Tinned pears (in juice, never syrup for my tastes) happen to be a fruit that I keep in the cupboard habitually as I love their grainy texture.  They are wonderful with whipped cream or ice-cream and a quick, hot, chocolate sauce as a very basic Poires Belle Helene (which, after holidaying in the Loire Valley as a youngster, remains for me the most respectable way to fill a crêpe).  Pears and chocolate is a classic combination for me; hence the chocolate included here (although you can happily leave it out if the idea doesn't fill you with the greedy excitement that it does me!).  I would have rather like to have a scoop of ice-cream with this pudding today, rich yellow in colour and flecked with vanilla seeds, but sadly no amount of praying to the freezer could force some into existence so we 'forced it down' without...
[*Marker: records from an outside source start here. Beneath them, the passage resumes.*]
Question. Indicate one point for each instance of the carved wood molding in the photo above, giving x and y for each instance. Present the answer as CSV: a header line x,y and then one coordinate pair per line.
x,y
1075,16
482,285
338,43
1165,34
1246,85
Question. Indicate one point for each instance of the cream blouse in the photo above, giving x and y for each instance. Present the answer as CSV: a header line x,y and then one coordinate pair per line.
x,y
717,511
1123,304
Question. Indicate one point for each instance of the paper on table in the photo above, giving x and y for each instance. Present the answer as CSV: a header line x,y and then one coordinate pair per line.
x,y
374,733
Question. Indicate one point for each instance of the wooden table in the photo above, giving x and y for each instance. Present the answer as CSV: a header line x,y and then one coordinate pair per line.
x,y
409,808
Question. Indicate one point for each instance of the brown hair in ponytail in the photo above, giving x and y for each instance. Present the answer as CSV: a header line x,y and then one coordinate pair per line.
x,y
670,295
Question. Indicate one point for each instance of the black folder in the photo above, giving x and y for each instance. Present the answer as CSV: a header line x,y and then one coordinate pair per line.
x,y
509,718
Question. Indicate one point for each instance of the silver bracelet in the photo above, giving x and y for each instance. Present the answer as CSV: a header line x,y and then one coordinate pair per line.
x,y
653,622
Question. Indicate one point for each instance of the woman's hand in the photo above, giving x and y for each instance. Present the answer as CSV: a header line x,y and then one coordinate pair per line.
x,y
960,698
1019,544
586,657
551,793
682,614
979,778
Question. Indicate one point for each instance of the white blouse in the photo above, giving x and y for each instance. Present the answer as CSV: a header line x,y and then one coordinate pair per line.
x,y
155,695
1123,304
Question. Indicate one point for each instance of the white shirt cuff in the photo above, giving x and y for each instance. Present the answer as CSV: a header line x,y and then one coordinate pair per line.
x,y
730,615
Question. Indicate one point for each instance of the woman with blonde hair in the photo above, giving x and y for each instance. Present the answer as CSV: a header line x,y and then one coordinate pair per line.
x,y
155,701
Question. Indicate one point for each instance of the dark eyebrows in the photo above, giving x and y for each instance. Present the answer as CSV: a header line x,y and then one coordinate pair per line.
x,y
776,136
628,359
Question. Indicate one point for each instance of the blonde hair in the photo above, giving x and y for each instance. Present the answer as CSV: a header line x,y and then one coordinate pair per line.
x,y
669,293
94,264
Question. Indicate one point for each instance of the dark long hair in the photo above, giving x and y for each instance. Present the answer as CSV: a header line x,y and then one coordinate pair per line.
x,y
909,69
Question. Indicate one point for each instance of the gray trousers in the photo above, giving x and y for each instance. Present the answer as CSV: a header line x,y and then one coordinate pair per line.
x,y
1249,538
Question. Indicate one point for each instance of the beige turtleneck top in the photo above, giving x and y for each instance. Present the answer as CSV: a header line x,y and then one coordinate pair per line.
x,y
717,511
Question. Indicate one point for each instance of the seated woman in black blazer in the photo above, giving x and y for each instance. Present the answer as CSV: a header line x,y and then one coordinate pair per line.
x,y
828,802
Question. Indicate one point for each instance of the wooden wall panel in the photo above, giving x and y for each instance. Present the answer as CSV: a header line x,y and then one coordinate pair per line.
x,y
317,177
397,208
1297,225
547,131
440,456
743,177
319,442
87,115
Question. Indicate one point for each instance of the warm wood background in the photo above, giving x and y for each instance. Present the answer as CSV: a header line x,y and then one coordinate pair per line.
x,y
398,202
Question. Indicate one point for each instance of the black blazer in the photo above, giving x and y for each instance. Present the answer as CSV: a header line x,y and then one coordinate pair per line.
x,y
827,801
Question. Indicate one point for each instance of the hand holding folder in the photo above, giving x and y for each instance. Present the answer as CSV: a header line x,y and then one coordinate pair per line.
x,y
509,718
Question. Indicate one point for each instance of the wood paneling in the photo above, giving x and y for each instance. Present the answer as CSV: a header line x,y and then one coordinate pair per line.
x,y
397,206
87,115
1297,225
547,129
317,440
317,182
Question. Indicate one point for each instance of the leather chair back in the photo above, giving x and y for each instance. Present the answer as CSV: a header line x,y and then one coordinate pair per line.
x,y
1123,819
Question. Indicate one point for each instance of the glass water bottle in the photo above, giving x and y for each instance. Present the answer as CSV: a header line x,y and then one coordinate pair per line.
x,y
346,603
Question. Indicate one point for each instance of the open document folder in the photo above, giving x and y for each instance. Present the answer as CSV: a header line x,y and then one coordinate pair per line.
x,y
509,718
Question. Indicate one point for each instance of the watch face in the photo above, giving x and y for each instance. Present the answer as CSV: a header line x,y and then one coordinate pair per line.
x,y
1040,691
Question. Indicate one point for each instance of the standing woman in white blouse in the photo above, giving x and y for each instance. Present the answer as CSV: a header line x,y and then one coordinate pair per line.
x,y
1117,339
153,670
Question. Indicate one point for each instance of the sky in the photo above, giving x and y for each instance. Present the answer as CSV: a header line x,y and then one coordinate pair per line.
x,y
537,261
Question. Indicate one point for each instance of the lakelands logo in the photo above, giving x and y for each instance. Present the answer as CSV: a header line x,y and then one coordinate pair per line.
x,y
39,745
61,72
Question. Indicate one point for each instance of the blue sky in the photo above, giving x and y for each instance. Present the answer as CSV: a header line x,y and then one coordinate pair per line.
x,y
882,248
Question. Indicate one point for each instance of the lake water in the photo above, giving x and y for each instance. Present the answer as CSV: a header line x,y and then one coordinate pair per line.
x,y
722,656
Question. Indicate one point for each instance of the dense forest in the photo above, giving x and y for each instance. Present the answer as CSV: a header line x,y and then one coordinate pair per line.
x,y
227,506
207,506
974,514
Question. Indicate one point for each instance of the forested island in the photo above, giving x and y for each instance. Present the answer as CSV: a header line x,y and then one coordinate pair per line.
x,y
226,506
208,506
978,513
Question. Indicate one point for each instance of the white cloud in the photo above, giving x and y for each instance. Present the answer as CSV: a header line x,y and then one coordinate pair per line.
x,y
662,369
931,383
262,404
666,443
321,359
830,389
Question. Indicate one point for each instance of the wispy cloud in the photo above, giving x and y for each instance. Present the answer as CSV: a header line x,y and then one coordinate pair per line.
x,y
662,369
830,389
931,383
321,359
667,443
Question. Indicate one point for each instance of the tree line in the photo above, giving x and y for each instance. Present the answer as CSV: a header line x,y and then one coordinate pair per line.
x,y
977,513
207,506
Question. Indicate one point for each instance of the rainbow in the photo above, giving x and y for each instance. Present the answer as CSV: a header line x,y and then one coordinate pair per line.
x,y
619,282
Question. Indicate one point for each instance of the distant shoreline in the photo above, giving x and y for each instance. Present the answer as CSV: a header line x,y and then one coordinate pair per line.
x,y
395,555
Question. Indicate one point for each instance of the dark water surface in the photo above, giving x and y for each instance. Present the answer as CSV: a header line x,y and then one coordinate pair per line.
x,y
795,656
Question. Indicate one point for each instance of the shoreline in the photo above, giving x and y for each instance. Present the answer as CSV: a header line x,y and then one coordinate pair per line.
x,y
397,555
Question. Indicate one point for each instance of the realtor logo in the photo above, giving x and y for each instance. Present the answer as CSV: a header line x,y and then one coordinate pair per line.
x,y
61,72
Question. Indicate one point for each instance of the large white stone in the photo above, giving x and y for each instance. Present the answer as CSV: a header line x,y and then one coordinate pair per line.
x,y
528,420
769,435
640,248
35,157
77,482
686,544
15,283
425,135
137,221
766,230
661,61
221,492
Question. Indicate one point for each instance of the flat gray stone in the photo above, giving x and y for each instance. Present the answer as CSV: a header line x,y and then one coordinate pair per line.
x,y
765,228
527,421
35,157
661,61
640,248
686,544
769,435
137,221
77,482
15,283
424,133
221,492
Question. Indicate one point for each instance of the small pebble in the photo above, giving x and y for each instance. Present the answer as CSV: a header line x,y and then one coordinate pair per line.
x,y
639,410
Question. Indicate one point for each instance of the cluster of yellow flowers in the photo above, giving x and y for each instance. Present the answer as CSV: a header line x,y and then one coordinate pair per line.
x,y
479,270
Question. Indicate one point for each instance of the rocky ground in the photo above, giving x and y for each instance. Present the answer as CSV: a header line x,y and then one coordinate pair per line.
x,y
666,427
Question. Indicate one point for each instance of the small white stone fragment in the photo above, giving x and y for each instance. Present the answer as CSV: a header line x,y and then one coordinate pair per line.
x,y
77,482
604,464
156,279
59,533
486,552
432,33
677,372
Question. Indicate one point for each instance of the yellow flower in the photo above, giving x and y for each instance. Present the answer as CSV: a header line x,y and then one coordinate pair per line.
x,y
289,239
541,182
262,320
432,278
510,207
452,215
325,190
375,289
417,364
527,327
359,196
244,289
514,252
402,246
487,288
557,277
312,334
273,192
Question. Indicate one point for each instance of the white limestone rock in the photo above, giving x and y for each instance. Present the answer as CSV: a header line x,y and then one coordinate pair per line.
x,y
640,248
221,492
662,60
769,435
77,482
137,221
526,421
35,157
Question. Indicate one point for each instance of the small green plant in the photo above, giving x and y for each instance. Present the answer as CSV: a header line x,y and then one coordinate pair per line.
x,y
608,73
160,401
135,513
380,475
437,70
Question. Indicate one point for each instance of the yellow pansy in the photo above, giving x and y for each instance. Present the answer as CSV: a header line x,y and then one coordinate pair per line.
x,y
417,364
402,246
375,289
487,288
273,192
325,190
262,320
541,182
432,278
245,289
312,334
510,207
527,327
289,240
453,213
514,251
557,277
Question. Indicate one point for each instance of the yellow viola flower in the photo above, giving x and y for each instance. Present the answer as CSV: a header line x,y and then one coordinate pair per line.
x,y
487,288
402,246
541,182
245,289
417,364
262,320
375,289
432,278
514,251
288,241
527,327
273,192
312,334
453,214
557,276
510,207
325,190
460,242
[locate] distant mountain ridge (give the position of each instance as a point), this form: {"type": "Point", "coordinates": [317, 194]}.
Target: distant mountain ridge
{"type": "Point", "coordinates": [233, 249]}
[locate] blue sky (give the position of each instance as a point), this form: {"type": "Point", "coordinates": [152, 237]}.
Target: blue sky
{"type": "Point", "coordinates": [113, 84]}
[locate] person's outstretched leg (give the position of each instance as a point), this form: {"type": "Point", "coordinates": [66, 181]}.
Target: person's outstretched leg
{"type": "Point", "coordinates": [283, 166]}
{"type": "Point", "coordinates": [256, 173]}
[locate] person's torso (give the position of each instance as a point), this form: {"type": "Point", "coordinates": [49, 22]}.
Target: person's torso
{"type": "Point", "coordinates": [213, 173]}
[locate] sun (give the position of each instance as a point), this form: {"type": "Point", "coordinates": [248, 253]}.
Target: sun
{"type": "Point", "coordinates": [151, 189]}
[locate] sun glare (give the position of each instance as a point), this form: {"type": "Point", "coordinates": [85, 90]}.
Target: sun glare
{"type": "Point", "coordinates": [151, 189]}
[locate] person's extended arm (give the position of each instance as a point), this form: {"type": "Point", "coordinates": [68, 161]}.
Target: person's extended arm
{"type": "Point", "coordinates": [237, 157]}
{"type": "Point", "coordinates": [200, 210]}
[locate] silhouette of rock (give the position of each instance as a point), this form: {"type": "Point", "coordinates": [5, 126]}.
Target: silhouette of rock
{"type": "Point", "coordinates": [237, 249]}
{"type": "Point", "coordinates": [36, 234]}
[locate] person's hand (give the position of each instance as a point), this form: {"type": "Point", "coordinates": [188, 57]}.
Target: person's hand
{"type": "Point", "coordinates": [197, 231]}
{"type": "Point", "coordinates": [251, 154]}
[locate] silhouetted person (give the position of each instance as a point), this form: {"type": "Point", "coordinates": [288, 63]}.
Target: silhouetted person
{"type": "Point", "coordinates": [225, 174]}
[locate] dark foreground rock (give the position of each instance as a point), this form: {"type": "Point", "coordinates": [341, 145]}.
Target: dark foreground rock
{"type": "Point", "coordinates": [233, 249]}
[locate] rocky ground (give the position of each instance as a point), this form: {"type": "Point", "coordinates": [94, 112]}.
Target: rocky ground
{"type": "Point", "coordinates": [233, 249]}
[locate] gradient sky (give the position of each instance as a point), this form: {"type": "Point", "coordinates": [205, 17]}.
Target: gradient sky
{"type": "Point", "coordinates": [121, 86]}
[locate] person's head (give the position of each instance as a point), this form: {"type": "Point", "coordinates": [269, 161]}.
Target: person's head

Pear and Almond Tart with Chocolate

1 ready-made sweet pasty case from the baking aisle at the supermarket
50g dark chocolate, grated or very finely chopped (I used the processor)
1 tin of pear halves in juice, drained
2 eggs, beaten
80g each butter, ground almonds and caster sugar

Heat the oven to 180ºc.  Put your unwrapped pastry case onto a baking sheet.  Scatter the chocolate over the bottom of the pastry case.  Thickly slice each pear half widthways, but keep it 'together', as it were, and arrange them on top of the chocolate.  Melt the butter and stir in the ground almonds and sugar. Mix in the eggs, forming a nubbly paste with the consistency of double cream.  Gently (although this is a counsel of perfection for me, being both clumsy and impatient) spoon and spread this over the pear-and-chocolate filled pastry case and pop it in the oven for 20-25 minutes.  Take it out and leave it to rest for a few minutes as this is SO much better warm than hot.  Any leftover slices (ha!) are perfect with a cup of tea later, but don't put them in the 'fridge, something awful seems to happen to them if you do!